The function can return two output type:

  • `ct_info = FALSE`: only the cross-talk results are returned as output

    • gs1,gs2: names of gene-set pairs considered

    • ct_score: cross-talk score

    • ngenes_gs1,ngenes_gs2: number of genes in `gs1` and `gs2`

    • nlink: number of links between `gs1` and `gs2`

    • p_value_link: p-value score calculated by using the permutation approach

    • FDR_link: empirical FDR

    • p_adj_BH: `p-value_link` adjusted using BH method (see `p.adjust()` function)

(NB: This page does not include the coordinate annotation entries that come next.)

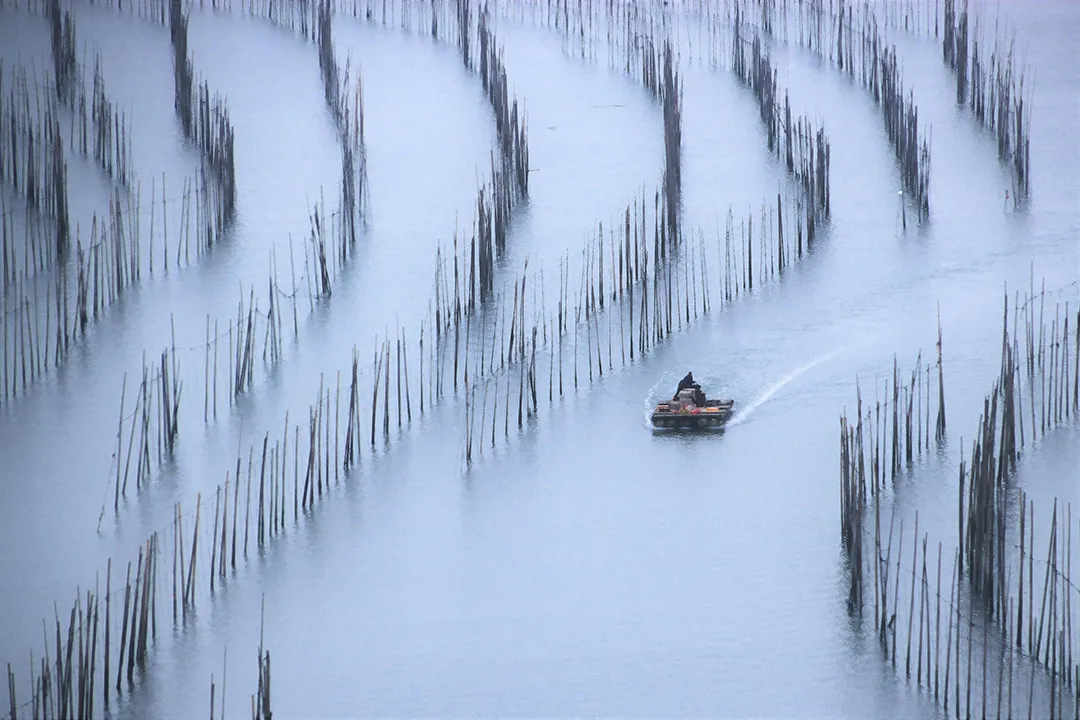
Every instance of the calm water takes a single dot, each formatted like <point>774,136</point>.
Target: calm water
<point>589,566</point>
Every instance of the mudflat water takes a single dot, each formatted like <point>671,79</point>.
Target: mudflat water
<point>585,565</point>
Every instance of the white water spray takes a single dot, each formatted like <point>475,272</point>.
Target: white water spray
<point>777,386</point>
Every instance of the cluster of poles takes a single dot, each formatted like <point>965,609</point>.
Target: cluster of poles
<point>1016,623</point>
<point>50,294</point>
<point>204,120</point>
<point>849,36</point>
<point>995,95</point>
<point>805,149</point>
<point>153,420</point>
<point>43,314</point>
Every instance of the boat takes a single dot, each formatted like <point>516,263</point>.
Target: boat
<point>690,410</point>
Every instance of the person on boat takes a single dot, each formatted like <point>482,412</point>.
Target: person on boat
<point>685,383</point>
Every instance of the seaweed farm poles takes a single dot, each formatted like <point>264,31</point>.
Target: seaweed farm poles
<point>672,100</point>
<point>804,148</point>
<point>346,105</point>
<point>205,122</point>
<point>856,46</point>
<point>995,95</point>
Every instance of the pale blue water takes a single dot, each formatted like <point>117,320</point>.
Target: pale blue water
<point>589,566</point>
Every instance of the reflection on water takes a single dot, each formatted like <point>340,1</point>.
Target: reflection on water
<point>590,565</point>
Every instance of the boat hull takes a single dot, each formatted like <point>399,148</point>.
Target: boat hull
<point>713,416</point>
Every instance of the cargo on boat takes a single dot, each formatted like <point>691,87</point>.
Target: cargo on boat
<point>690,410</point>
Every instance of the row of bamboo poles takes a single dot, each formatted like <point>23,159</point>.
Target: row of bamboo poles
<point>204,120</point>
<point>898,423</point>
<point>805,149</point>
<point>849,36</point>
<point>987,537</point>
<point>156,417</point>
<point>347,106</point>
<point>110,136</point>
<point>41,275</point>
<point>34,165</point>
<point>454,354</point>
<point>995,95</point>
<point>43,316</point>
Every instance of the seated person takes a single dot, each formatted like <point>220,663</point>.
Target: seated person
<point>685,383</point>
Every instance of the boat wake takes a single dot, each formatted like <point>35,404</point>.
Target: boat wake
<point>742,415</point>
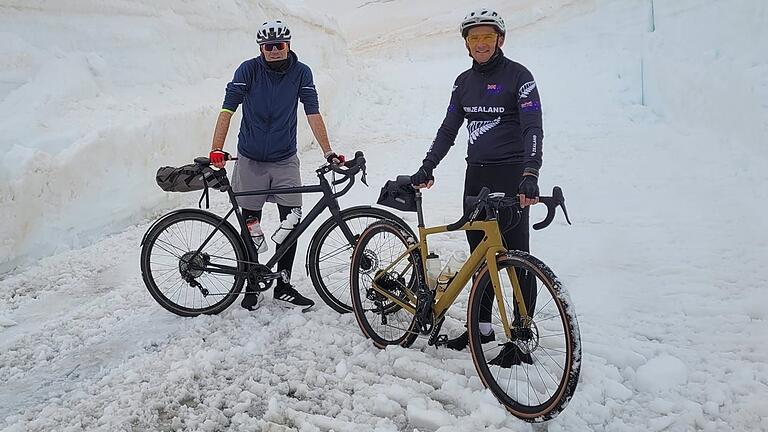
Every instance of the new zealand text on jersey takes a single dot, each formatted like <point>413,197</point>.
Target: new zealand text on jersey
<point>484,109</point>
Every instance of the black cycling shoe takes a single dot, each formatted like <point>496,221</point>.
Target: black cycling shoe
<point>461,342</point>
<point>250,299</point>
<point>288,294</point>
<point>511,355</point>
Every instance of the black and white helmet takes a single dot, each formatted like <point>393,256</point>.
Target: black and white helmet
<point>480,17</point>
<point>273,31</point>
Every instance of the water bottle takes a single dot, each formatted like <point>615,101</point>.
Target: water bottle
<point>257,235</point>
<point>433,269</point>
<point>287,225</point>
<point>450,269</point>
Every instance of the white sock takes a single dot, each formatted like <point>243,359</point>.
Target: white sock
<point>485,329</point>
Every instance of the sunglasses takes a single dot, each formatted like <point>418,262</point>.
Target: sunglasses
<point>484,37</point>
<point>272,45</point>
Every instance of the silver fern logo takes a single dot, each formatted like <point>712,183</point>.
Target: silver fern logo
<point>526,89</point>
<point>477,128</point>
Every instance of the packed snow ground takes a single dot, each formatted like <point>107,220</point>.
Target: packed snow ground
<point>655,128</point>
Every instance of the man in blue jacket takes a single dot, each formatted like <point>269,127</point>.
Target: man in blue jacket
<point>270,87</point>
<point>499,99</point>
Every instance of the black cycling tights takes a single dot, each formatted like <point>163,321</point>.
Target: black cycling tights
<point>286,262</point>
<point>502,178</point>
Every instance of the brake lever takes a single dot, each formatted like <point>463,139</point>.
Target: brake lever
<point>556,200</point>
<point>558,194</point>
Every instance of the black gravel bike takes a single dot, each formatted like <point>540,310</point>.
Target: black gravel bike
<point>195,262</point>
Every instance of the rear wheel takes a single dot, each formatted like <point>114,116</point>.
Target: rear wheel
<point>330,252</point>
<point>534,371</point>
<point>178,277</point>
<point>376,255</point>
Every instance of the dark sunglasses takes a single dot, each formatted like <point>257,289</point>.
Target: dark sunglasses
<point>272,45</point>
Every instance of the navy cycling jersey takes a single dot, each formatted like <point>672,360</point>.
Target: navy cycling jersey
<point>501,103</point>
<point>270,99</point>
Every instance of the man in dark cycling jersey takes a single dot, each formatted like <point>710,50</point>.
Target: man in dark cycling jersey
<point>270,87</point>
<point>500,100</point>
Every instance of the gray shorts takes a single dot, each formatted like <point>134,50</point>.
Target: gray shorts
<point>253,175</point>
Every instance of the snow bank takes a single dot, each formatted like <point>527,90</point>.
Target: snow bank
<point>95,96</point>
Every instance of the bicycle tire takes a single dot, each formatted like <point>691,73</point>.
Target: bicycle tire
<point>373,311</point>
<point>331,281</point>
<point>158,271</point>
<point>545,350</point>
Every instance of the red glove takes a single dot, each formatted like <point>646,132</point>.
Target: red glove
<point>218,158</point>
<point>333,158</point>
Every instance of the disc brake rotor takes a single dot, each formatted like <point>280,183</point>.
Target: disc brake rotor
<point>191,264</point>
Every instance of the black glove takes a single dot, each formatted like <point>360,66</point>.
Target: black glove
<point>423,175</point>
<point>333,158</point>
<point>529,186</point>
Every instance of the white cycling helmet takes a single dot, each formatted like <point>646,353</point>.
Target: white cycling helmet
<point>273,31</point>
<point>480,17</point>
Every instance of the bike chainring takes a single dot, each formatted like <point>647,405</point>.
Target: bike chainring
<point>425,299</point>
<point>260,278</point>
<point>368,262</point>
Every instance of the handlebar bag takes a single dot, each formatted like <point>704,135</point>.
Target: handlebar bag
<point>187,178</point>
<point>400,197</point>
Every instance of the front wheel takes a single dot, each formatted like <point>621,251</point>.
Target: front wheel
<point>185,281</point>
<point>533,369</point>
<point>330,252</point>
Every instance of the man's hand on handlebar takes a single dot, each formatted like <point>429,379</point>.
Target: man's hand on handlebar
<point>219,158</point>
<point>528,190</point>
<point>423,178</point>
<point>334,159</point>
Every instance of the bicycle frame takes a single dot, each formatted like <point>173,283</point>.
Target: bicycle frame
<point>485,253</point>
<point>329,200</point>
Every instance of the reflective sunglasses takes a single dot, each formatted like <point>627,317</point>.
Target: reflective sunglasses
<point>483,37</point>
<point>269,46</point>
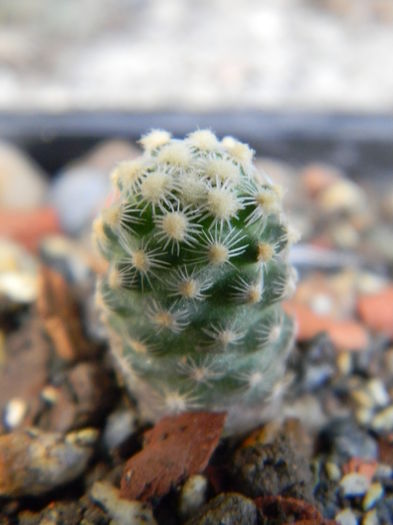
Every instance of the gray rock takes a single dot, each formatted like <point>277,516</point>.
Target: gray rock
<point>346,439</point>
<point>77,193</point>
<point>33,462</point>
<point>227,509</point>
<point>272,469</point>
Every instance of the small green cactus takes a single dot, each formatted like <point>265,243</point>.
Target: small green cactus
<point>197,245</point>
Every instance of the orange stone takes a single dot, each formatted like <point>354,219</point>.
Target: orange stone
<point>30,226</point>
<point>345,334</point>
<point>364,467</point>
<point>376,310</point>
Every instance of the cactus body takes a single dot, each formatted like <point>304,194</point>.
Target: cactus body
<point>196,242</point>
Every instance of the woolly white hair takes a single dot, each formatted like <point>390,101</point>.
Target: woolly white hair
<point>204,371</point>
<point>181,283</point>
<point>173,318</point>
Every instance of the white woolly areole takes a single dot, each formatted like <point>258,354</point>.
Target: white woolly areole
<point>176,154</point>
<point>222,203</point>
<point>156,186</point>
<point>155,139</point>
<point>128,173</point>
<point>222,169</point>
<point>203,139</point>
<point>174,225</point>
<point>239,151</point>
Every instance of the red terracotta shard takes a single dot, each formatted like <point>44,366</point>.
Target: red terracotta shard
<point>364,467</point>
<point>59,314</point>
<point>296,511</point>
<point>30,226</point>
<point>345,334</point>
<point>376,310</point>
<point>176,448</point>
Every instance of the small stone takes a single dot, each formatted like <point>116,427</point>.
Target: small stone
<point>344,362</point>
<point>192,495</point>
<point>383,421</point>
<point>354,484</point>
<point>346,517</point>
<point>376,310</point>
<point>383,471</point>
<point>333,471</point>
<point>229,509</point>
<point>34,462</point>
<point>14,413</point>
<point>370,518</point>
<point>28,228</point>
<point>120,425</point>
<point>122,511</point>
<point>23,184</point>
<point>374,493</point>
<point>345,438</point>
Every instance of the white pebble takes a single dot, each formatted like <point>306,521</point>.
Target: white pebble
<point>383,420</point>
<point>14,412</point>
<point>374,493</point>
<point>346,517</point>
<point>122,511</point>
<point>119,426</point>
<point>20,287</point>
<point>333,471</point>
<point>370,518</point>
<point>378,392</point>
<point>354,484</point>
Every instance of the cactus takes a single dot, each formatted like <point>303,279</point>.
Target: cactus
<point>197,245</point>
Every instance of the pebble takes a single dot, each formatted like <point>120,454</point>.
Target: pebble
<point>370,518</point>
<point>18,171</point>
<point>342,195</point>
<point>354,484</point>
<point>14,413</point>
<point>346,517</point>
<point>383,421</point>
<point>33,462</point>
<point>229,508</point>
<point>333,471</point>
<point>121,511</point>
<point>192,495</point>
<point>120,425</point>
<point>374,493</point>
<point>378,391</point>
<point>77,193</point>
<point>347,439</point>
<point>19,287</point>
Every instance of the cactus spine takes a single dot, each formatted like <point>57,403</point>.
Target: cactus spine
<point>197,244</point>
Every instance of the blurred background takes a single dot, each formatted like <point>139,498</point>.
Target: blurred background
<point>308,83</point>
<point>196,55</point>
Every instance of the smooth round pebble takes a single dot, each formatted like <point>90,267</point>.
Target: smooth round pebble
<point>119,426</point>
<point>192,495</point>
<point>77,193</point>
<point>374,493</point>
<point>14,412</point>
<point>346,517</point>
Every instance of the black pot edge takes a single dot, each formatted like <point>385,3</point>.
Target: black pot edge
<point>359,143</point>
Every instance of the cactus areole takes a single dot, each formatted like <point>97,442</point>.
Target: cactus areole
<point>197,243</point>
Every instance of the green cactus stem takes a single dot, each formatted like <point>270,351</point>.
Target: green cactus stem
<point>197,243</point>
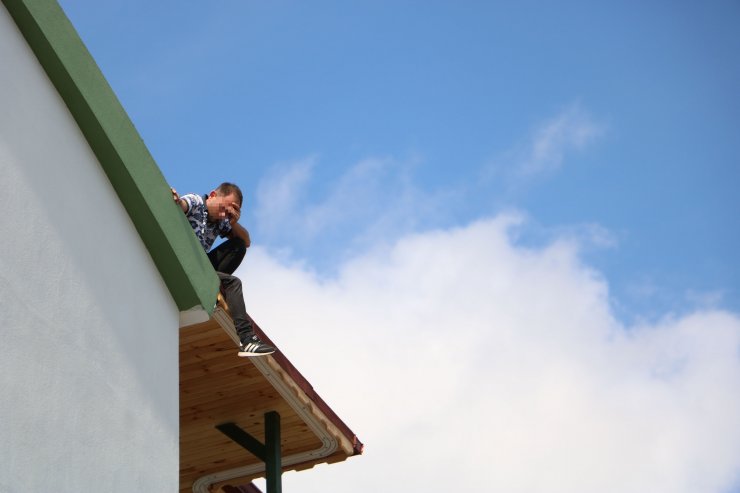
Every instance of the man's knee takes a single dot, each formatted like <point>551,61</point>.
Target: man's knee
<point>238,244</point>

    • weight_gs1,weight_gs2: cumulative weights of the genes involved in cross-talk between `gs1` and `gs2`

    • genes_gs1,genes_gs2: genes involved in cross-talk between `gs1` and `gs2`

  • `ct_info = TRUE`: the cross-talk results and the detail of gene-gene interactions between gene-sets are returned as output

    1. ct_info: gene-gene interaction details

      • gs1,gs2: name of the gene-sets

      • gs1_gene,gs2_gene: genes involved in the cross-talk

      • score: the score of the interaction between `gs1_gene` and `gs1_gene`, calculated by multiplying their weigths

    2. ct_res: cross-talk results

      • gs1,gs2: names of gene-set pairs considered

      • ct_score: cross-talk score

      • ngenes_gs1,ngenes_gs2: number of genes in `gs1` and `gs2`

      • nlink: number of links between `gs1` and `gs2`

      • p_value_link: p-value score calculated by using the permutation approach

      • FDR_link: empirical FDR

      • p_adj_BH: `p-value_link` adjusted using BH method (see `p.adjust()` function)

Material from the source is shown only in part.